Welcome to the forum. Looks like you're in real good shape. Congratulations on your already success. 
I have friends from ND (top right corner of the state). Great people.


----------



## papaotis (Jun 8, 2013)

welcome and good liuck with your career. your training so far may be excepted, but dont count on it being worth 2 years. depends on whos in charge.


----------



## Greff (Oct 31, 2016)

Thanks guys! I'm super excited to started. It'll be a whole life changer!


----------



## Signal1 (Feb 10, 2016)

> BESIDES ONE TOOL. I just don't understand... A 6 foot rule. WHAT?! Not a ruler? tape measure? What would I need a rule for? I remember playing with one of those crappy extending, fold out pieces of wood when i was little!


Think about that for a minute. 
What will a metal tape measure do, that a wooden ruler will not?

Welcome to the forum.


----------



## cabletie (Feb 12, 2011)

The wooden ones are easier to scratch your back with, the metal ones just fold over. 

Welcome to the forum, and good luck with your career.


----------



## Signal1 (Feb 10, 2016)

cabletie said:


> The wooden ones are easier to scratch your back with, the metal ones just fold over.
> 
> Welcome to the forum, and good luck with your career.


While very true, I was trying to help our young apprentice friend understand that he has a lot to learn yet. That tool is on his list for an important reason.


----------



## Greff (Oct 31, 2016)

Haha thanks for the input guys!! Maybe it's for measuring inside areas easier? Like in tight spaces? Would also be a good back scratcher!


----------



## MechanicalDVR (Dec 29, 2007)

Welcome aboard! Enjoy your ride here and good luck with the new job. 

The 'stick' rule is most useful in pipe work, transferring angles, and layout. An inside reading folding rule is better than an outside reader. 

For the most part book knowledge isn't that useful in regard to work experience, the time with the tools is far more applicable to the tasks at hand. Keep in mind there are many highly educated people out there that need velcro sneakers to make the day run smooth.


----------



## Signal1 (Feb 10, 2016)

Keep thinking about my question Greff.

I'll give you a hint:
There are some places, that if you were to use a metal tape measure, my avatar would be standing very close to you.


----------



## HackWork (Oct 2, 2009)

A folding rule is part of many local's tool lists, probably just out of tradition. I always had mine on the truck with my hacksaw and scratch awl, but never used them, not once. 
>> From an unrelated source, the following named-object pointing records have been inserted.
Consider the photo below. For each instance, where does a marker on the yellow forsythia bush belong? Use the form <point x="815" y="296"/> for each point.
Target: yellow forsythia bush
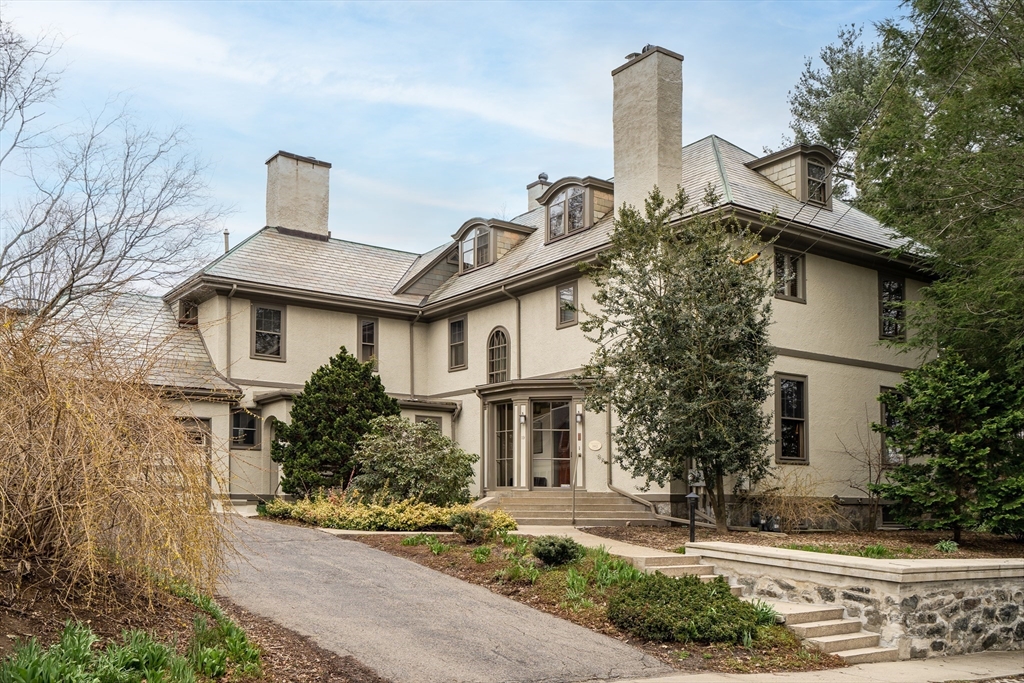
<point x="348" y="511"/>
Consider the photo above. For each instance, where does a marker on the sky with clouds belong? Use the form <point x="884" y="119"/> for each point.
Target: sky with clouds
<point x="430" y="113"/>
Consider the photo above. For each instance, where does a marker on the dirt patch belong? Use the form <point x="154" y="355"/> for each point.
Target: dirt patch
<point x="294" y="658"/>
<point x="902" y="544"/>
<point x="780" y="651"/>
<point x="40" y="611"/>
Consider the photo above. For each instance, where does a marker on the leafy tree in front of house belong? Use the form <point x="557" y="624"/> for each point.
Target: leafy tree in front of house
<point x="682" y="344"/>
<point x="958" y="431"/>
<point x="334" y="411"/>
<point x="399" y="460"/>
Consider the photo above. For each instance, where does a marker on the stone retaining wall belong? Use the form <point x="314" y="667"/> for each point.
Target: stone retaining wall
<point x="923" y="607"/>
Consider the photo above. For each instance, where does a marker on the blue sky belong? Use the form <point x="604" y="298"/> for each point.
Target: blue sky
<point x="430" y="113"/>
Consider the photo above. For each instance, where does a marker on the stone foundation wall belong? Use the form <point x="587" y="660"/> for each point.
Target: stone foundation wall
<point x="924" y="607"/>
As for getting in at an advanced level, that will never happen and it would be silly to even ask. A 2 year associates degree, which most likely had fluff courses in it, is not the same as the 4,000+ hours of on the job training plus hundreds of hours of classroom time that someone with 2 years of apprenticeship has completed.


----------



## mikesparky (Aug 1, 2015)

i had the option like you did to skip ahead, and i recommend taking 500-1500 hours off tops. Being an apprentice is a opportunity to learn and become the best you can. once you become a licensed guy your expected to perform not learn and work... catch my drift??


----------



## John Valdes (May 17, 2007)

I also kept a folding wooden rule in my tool bucket for years.
Only time I used it was when I miss placed my tape measure.
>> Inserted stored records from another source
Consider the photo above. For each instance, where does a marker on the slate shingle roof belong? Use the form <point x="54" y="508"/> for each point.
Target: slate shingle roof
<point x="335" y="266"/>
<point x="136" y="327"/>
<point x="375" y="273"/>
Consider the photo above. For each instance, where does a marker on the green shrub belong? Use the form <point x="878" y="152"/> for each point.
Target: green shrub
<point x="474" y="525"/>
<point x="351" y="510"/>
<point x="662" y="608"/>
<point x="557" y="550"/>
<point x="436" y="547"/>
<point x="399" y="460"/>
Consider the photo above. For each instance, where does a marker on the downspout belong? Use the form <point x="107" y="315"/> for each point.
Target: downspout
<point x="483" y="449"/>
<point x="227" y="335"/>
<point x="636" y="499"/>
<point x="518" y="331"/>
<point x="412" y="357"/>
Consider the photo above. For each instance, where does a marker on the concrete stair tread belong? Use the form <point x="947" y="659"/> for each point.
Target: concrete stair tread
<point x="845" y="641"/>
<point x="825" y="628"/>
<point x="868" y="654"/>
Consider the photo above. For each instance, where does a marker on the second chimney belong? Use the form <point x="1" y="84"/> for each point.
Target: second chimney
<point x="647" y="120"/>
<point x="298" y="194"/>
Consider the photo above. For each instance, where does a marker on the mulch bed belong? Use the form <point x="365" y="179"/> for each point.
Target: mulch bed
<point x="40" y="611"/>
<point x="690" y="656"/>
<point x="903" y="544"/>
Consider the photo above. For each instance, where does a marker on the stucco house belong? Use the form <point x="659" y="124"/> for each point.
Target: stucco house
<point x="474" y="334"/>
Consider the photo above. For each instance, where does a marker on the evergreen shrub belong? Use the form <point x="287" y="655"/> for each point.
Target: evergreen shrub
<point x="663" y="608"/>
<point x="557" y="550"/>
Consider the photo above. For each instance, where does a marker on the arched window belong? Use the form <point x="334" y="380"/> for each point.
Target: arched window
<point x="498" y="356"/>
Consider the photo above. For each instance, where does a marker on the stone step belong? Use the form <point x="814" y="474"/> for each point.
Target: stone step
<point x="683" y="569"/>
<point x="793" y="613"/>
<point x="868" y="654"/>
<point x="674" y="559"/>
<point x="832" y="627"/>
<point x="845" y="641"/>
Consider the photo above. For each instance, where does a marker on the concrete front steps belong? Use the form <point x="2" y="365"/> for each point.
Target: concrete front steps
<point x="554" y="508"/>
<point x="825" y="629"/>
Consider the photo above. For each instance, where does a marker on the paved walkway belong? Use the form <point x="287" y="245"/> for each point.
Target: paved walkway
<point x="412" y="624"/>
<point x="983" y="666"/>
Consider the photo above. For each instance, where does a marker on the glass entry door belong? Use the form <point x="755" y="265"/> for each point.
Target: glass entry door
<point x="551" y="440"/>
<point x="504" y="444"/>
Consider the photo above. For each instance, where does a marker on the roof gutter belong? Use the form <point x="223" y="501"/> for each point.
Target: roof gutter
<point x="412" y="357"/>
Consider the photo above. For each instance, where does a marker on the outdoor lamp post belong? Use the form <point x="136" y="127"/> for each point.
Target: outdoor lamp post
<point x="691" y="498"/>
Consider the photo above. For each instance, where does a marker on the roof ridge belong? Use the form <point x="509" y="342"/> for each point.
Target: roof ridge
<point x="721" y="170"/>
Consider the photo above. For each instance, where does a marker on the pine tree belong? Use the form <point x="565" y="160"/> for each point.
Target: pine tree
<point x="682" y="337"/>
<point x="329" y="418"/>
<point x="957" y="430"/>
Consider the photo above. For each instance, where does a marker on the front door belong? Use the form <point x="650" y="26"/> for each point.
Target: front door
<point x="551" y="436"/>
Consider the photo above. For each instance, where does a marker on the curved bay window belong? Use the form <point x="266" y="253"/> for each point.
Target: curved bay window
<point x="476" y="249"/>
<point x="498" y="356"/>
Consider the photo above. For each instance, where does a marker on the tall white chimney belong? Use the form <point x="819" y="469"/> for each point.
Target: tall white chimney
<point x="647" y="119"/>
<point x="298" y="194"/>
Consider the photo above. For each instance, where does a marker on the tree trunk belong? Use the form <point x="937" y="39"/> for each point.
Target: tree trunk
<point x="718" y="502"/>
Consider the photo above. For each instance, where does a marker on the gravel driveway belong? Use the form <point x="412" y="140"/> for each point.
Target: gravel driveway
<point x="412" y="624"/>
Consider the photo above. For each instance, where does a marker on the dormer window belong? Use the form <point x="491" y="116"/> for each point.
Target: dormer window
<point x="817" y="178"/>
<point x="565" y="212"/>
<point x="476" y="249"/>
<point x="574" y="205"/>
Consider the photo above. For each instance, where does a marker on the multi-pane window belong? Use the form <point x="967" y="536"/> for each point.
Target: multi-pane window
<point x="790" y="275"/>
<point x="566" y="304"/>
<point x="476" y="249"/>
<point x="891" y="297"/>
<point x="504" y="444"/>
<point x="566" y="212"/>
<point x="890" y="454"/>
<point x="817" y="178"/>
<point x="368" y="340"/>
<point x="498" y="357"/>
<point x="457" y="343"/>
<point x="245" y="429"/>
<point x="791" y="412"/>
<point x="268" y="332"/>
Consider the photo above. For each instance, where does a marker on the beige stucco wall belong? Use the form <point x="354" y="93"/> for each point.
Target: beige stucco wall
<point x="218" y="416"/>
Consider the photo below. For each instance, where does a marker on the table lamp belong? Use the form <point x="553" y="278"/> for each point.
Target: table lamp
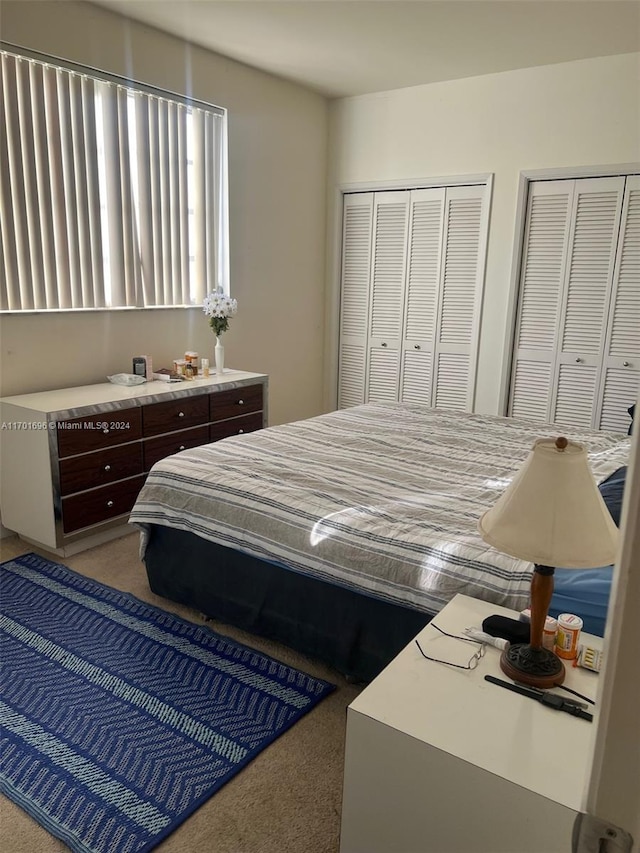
<point x="553" y="515"/>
*Who the hell is putting a metal tape into a live situation.
*The wooden rule has metal on it too!
This is not why he has been asked to get one.
Like Hax said. Its tradition and nothing more. Mechdvr is also correct they use it to help with taking an angle from one spot to another.


----------



## Greff (Oct 31, 2016)

Thanks for all the replies guys! I bought the klein rule. Should work! I start next week and I'm extremely excited to get to work and learn lots!


----------